Case Sensitive Programming Languages

Instructor: David Gloag

David has over 40 years of industry experience in software development and information technology and a bachelor of computer science

In this lesson, we'll take a look at programming languages, what they are, and what case sensitivity is. Then learn why case sensitive languages are important, and some examples of languages that are case sensitive.

Technology in Our World

We live in a technology-based society. As a result, it's difficult to imagine life without computers. They are in almost every device we use. Our cell phones have them, our televisions have them, and sometime in the near future, our refrigerators will have them with the Internet of Things (IoT) movement. They control the specifics of how the device performs and the features it provides. You won't be surprised to learn then that some means to control these computers are needed. There needs to be a way to give them instructions that determines how they will operate. One such means is using a programming language.

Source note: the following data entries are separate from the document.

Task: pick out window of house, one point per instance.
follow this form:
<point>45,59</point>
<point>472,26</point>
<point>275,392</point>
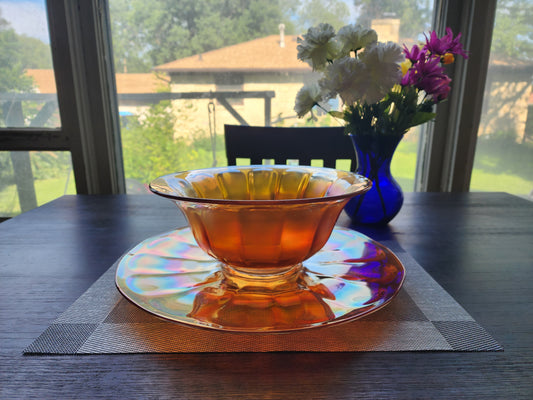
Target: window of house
<point>28,104</point>
<point>504,150</point>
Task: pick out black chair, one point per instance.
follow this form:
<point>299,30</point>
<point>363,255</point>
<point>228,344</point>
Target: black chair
<point>280,144</point>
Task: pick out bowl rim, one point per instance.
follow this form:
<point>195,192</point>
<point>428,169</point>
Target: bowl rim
<point>364,180</point>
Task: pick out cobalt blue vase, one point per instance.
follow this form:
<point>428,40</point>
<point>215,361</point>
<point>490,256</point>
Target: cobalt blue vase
<point>380,204</point>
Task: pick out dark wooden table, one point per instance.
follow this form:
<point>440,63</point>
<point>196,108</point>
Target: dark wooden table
<point>478,246</point>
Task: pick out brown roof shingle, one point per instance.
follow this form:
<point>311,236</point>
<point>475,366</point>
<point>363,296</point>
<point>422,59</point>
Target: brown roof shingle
<point>263,54</point>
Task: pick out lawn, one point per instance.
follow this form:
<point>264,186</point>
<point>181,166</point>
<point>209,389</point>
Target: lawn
<point>45,190</point>
<point>494,170</point>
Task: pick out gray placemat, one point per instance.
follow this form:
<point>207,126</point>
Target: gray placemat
<point>422,317</point>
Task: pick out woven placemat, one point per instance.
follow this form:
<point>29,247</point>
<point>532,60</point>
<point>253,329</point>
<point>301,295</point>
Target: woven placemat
<point>422,317</point>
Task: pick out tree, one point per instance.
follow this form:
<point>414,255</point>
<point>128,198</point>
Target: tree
<point>12,78</point>
<point>147,35</point>
<point>415,15</point>
<point>313,12</point>
<point>513,30</point>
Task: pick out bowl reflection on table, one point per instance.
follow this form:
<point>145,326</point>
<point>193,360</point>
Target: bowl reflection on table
<point>264,219</point>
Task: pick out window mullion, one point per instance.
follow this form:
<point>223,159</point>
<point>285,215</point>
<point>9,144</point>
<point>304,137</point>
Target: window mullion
<point>86,92</point>
<point>447,149</point>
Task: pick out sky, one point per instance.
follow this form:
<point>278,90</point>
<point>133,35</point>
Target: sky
<point>27,17</point>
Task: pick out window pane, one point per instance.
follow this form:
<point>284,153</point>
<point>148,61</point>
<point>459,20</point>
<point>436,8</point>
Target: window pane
<point>228,62</point>
<point>504,152</point>
<point>30,179</point>
<point>27,86</point>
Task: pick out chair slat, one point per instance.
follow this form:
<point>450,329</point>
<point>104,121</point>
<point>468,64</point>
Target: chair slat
<point>285,143</point>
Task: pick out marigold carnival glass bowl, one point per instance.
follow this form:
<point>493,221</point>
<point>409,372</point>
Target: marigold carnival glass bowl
<point>261,219</point>
<point>261,253</point>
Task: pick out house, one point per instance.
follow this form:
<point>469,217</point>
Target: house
<point>265,64</point>
<point>44,81</point>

What is a Programming Language?

A programming language is a collection of commands, designed to be combined in a variety of ways, that control the operation of a computer. Think of them like any spoken language, for example, English. You have a series of symbols (words in a spoken language), that you combine to convey meaning to a computer. Like spoken languages, computer languages are meant to be easy to read and understand by those that use them. However, some knowledge of the programming language is required for this understanding. There are many different programming languages available, and they vary in purpose, makeup, and case sensitivity.

What is Case Sensitivity?

Case sensitivity is the phrase used to describe a programming languages ability to distinguish between upper and lower case versions of a letter in the language's character set. For example, the letter 'a' is considered different than the letter 'A'. In fact, internally, the computer sees an 'a' as 97, where as an 'A' is seen as 65. Note that this is according to the American Standard Code for Information Interchange (ASCII). There are other representations possible, like Extended Binary Coded Decimal Interchange Code (EBCDIC), but in each case the values for upper and lower case are different. This means that identifiers like 'access' are considered different than 'Access' in a language of this type.